[ 
https://issues.apache.org/jira/browse/KAFKA-15161?page=com.atlassian.jira.plugin.system.issuetabpanels:all-tabpanel
 ]

Viktor Somogyi-Vass updated KAFKA-15161:
----------------------------------------
    Description: 
h2. Problem description

In our system test environment in certain cases due to a very specific timing 
issue Connect may fail to start up. the problem lies in the very specific 
timing of a Kafka cluster and connect start/restart.
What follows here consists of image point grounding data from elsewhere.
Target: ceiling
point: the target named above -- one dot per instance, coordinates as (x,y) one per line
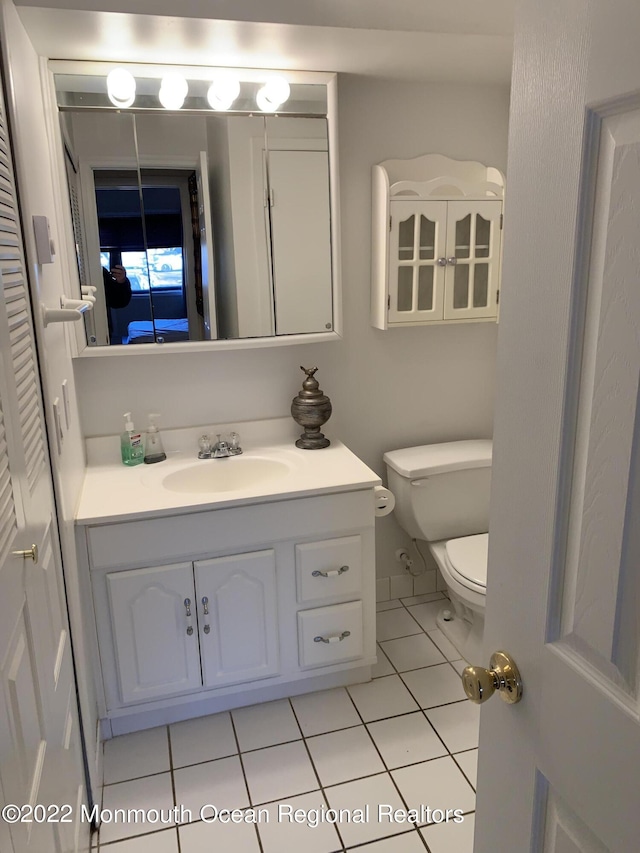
(458,41)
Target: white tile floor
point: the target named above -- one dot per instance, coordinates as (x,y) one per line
(406,740)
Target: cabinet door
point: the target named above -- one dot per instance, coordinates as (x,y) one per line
(238,619)
(416,279)
(301,238)
(473,253)
(153,620)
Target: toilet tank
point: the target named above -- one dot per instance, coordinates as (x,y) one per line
(441,490)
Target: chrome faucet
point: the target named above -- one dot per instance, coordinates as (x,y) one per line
(220,449)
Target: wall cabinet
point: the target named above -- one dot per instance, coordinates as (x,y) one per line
(436,241)
(204,611)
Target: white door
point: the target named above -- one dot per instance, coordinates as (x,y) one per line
(206,250)
(560,771)
(41,760)
(237,617)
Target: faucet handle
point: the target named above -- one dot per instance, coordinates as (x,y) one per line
(234,444)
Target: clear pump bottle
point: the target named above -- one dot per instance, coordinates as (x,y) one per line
(131,448)
(153,449)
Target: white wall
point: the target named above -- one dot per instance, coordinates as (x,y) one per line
(389,389)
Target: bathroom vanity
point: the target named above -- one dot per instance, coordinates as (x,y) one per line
(220,583)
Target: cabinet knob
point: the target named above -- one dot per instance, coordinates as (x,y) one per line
(330,573)
(205,610)
(334,638)
(187,607)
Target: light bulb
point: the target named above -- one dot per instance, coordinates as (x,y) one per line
(274,93)
(222,92)
(121,87)
(173,91)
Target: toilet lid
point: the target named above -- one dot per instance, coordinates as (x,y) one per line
(468,556)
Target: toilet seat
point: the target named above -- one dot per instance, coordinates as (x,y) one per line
(467,561)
In these cases while the 
broker doesn't have metadata and a consumer in connect starts and asks for 
topic metadata, it returns the following exception and fails:
{noformat}
[2023-07-07 13:56:47,994] ERROR [Worker clientId=connect-1, 
groupId=connect-cluster] Uncaught exception in herder work thread, exiting:  
(org.apache.kafka.connect.runtime.distributed.DistributedHerder)
org.apache.kafka.common.KafkaException: Unexpected error fetching metadata for 
topic connect-offsets
        at 
org.apache.kafka.clients.consumer.internals.TopicMetadataFetcher.getTopicMetadata(TopicMetadataFetcher.java:130)
        at 
org.apache.kafka.clients.consumer.internals.TopicMetadataFetcher.getTopicMetadata(TopicMetadataFetcher.java:66)
        at 
org.apache.kafka.clients.consumer.KafkaConsumer.partitionsFor(KafkaConsumer.java:2001)
        at 
org.apache.kafka.clients.consumer.KafkaConsumer.partitionsFor(KafkaConsumer.java:1969)
        at 
org.apache.kafka.connect.util.KafkaBasedLog.start(KafkaBasedLog.java:251)
        at 
org.apache.kafka.connect.storage.KafkaOffsetBackingStore.start(KafkaOffsetBackingStore.java:242)
        at org.apache.kafka.connect.runtime.Worker.start(Worker.java:230)
        at 
org.apache.kafka.connect.runtime.AbstractHerder.startServices(AbstractHerder.java:151)
        at 
org.apache.kafka.connect.runtime.distributed.DistributedHerder.run(DistributedHerder.java:363)
        at 
java.base/java.util.concurrent.Executors$RunnableAdapter.call(Executors.java:515)
        at java.base/java.util.concurrent.FutureTask.run(FutureTask.java:264)
        at 
java.base/java.util.concurrent.ThreadPoolExecutor.runWorker(ThreadPoolExecutor.java:1128)
        at 
java.base/java.util.concurrent.ThreadPoolExecutor$Worker.run(ThreadPoolExecutor.java:628)
        at java.base/java.lang.Thread.run(Thread.java:829)
Caused by: org.apache.kafka.common.errors.InvalidReplicationFactorException: 
Replication factor is below 1 or larger than the number of available brokers.
{noformat}

Due to this error the connect node stops and it has to be manually restarted 
(and ofc it fails the test scenarios as well).

h2. Reproduction

In my test scenario I had:
- 1 broker
- 1 connect distributed node
- I also had a patch that I applied on the broker to make sure we don't have 
metadata

Steps to repro:
# start up a broker without the patch
# put a breakpoint here: 
https://github.com/apache/kafka/blob/1d8b07ed6435568d3daf514c2d902107436d2ac8/clients/src/main/java/org/apache/kafka/clients/consumer/internals/TopicMetadataFetcher.java#L94
# start up a distributed connect node
# restart the kafka broker with the patch to make sure there is no metadata
# once the broker is started, release the debugger in connect

It should run into the error cited above and shut down.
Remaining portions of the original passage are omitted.